Sorry for the self-followup but looking further into this, there are
more subtle troubles with this patch that I think are worth discussing
(not just the PageHuge check to skip the __page_cache_release).

-	struct page *page_head = compound_trans_head(page);
+	struct page *page_head;
+
+	/*
+	 * If this is a hugetlbfs page it cannot be split under us.  Simply
+	 * increment refcount for the head page.
+	 */
+	if (PageHuge(page)) {
+		page_head = compound_head(page);
+		atomic_inc(&page_head->_count);
+		got = true;
+		goto out;
+	}

PageHuge:

int PageHuge(struct page *page) /* page for this example is a THP PageTail */
{
	compound_page_dtor *dtor;

	if (!PageCompound(page))
		return 0;

	page = compound_head(page);
	dtor = get_compound_page_dtor(page);
	

	return dtor == free_huge_page;
}


compound_head looks like this:

static inline struct page *compound_head(struct page *page)
{
	if (unlikely(PageTail(page)))
		========================== split_huge_page
		return page->first_page;
	return page;
}

Hi Andrea,

Sure, this can happen but wouldn't this case be caught by the last line in PageHuge() - "return dtor == free_huge_page;". This conditional should return false for THP PageTail, right?


This patch adds comments:

	/*
	 * hugetlbfs pages cannot be split from under us.  If this is a
	 * hugetlbfs page, check refcount on head page and release the page if
	 * the refcount becomes zero.
	 */

While this comment is correct for hugetlbfs, the harder problem is
when this is a THP tail page that can be splitted... and it looks like
that wasn't taken into consideration.

It looks stable on x86 but:

1) this is just a micro-optmization and as such it should be
    microoptimzied, and it isn't.

    It's repeating compound_head twice for hugetlbfs and it's
    running compound_head+compound_trans_head for THP when a single
    one is needed in both cases.

I see. PageHuge() changes the pointer it is passed to point to the head page. Calling compound_head on the head page is superfluous even though it doesn't do any harm and I can easily remove the call to compound_head() in the patch, but was it really intentional in PageHuge() to change the incoming pointer? That is a significant side effect of a routine that on the surface looks like a simple check that would return true or false.

Calling PageTail(page) after having called PageHuge(page) is pointless since "page" was already changed to point to the head page. So is the error in PageHuge(page) changing the pointer, or is the error in usage of PageHuge()?


2) it doesn't remove compound_trans_head from the rest of the kernel.

    With this patch you just made compound_trans_head meaningless.  And
    you added an implicit dependency on split_huge_page that cannot
    ever touch page->first_page, see the "========= split_huge_page" above.
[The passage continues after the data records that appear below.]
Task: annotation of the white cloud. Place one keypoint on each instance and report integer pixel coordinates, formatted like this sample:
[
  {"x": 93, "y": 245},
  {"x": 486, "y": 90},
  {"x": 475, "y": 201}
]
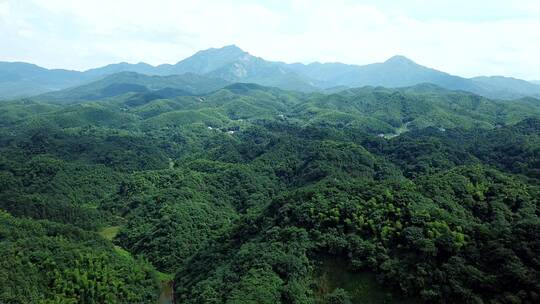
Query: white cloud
[{"x": 464, "y": 38}]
I think PageHuge() already takes this into account by checking the dtor pointer. So I think this is not a problem. I do no intend to make compound_trans_head meaningless but I see the problem with calling it after having called PageHuge(), as I pointed out in my comments above.


3) if you go ahead with 2), we'll never be able to propagate
    page->private from head to tail in split_huge_page, a thing
    potentially required by tmpfs (Kirill?), or the kernel would crash
    in put_page with this patch applied (dereferencing a dangling
    pointer because tail_page->first_page is overwritten by
    page_head->private).

4) it doesn't verify that the THP page size is never bigger than the
    smallest hugetlbfs page size.

    Such a condition would lead to silent memory corruption because it
    assumes it deals with a valid hugetlbfs head without pinning it and
    without rechecking pagetail, before taking the hugetlbfs-only path.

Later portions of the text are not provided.